# S/C a Cooper...Can it be done?



## BimmerJustin (Jun 8, 2003)

I just have a Cooper. Do they make aftermarket S/C's yet? And do you guys think it will be crazy expensive to mod?:dunno:


----------



## ayn (Dec 19, 2001)

BimmerJustin said:


> *I just have a Cooper. Do they make aftermarket S/C's yet? And do you guys think it will be crazy expensive to mod?:dunno: *


It will be expensive and it will void your warranty... With the excellent resale values of MINIs right now, u'd much better off selling the Cooper and get an S.

--Andrew


----------



## SpeedinBlueBima (Feb 25, 2003)

Theres no reason why you couldn't do an "S Retrofit" is there? Hmm well I guess BMW wouldnt want to give you the SC or intercooler or 6-speed.


----------



## ///M3 Wes (Aug 23, 2002)

there is an "official" john cooper kit now, 200hp among other benefits. you can see more at the mini site. but $4,900?!?!?!?!?!

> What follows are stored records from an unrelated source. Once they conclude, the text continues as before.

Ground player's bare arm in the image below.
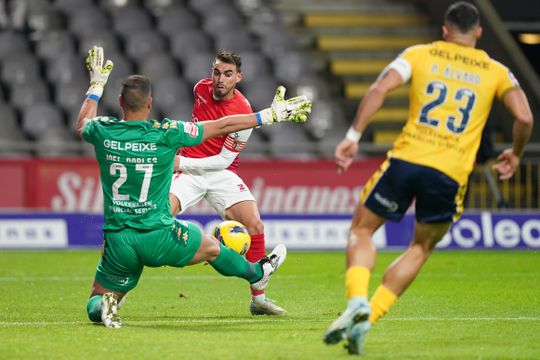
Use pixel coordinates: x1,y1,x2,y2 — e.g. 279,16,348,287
75,46,113,136
334,69,403,173
493,87,533,180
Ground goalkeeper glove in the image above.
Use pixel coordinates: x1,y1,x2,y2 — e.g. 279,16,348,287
255,86,311,125
85,46,114,100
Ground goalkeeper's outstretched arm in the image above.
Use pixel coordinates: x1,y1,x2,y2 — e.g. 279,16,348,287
75,46,113,136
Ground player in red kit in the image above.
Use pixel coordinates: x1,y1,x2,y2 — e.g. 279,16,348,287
169,51,287,315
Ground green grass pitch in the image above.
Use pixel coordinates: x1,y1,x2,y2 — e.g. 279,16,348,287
0,250,540,359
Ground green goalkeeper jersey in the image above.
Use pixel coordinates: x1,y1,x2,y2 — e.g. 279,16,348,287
83,116,203,231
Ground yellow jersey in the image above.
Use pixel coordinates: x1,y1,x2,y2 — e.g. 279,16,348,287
388,41,519,185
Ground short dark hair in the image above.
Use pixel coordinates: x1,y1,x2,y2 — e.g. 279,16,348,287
216,50,242,71
120,75,152,112
444,1,480,34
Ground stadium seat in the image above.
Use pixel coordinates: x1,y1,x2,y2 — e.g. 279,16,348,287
214,29,257,53
240,76,278,111
187,0,229,16
0,127,32,158
35,30,75,60
36,127,80,157
202,10,247,37
238,51,272,83
260,123,313,158
0,31,29,60
0,102,19,131
305,99,347,139
111,6,153,35
1,54,41,85
260,27,300,58
170,30,214,62
98,0,140,11
10,81,50,110
46,53,88,84
54,81,88,112
182,52,215,85
26,6,66,39
287,74,331,102
79,29,120,57
273,51,313,84
143,0,186,17
137,53,180,84
153,77,194,116
157,6,199,40
125,30,166,59
22,102,65,139
54,0,95,17
160,100,193,121
105,52,135,92
68,6,110,37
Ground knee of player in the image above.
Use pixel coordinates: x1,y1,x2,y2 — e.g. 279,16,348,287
244,219,264,235
205,235,220,260
169,193,180,216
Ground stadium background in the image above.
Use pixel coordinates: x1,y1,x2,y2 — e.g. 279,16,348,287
0,0,540,249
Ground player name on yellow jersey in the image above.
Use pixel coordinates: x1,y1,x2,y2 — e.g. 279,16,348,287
389,41,519,184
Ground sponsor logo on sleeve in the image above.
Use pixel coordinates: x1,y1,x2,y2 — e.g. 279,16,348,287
184,123,199,137
0,219,68,248
508,70,519,86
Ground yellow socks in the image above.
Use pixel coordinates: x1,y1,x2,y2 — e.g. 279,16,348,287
345,266,371,300
369,285,398,325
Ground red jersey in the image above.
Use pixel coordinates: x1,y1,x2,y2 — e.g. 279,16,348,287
180,78,253,172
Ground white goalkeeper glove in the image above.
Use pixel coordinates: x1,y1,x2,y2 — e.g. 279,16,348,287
85,46,114,101
256,86,311,125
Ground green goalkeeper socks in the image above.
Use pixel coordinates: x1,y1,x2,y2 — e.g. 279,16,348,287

I really want an S but the kit takes it to almost $30 grand :dunno:


----------



## Mr. The Edge (Dec 19, 2001)

///M3 Wes said:


> *there is an "official" john cooper kit now, 200hp among other benefits. you can see more at the mini site. but $4,900?!?!?!?!?!
> 
> I really want an S but the kit takes it to almost $30 grand :dunno: *


you can only get the Works kit if you start off with an S version though.

(at least in the U.S.)


----------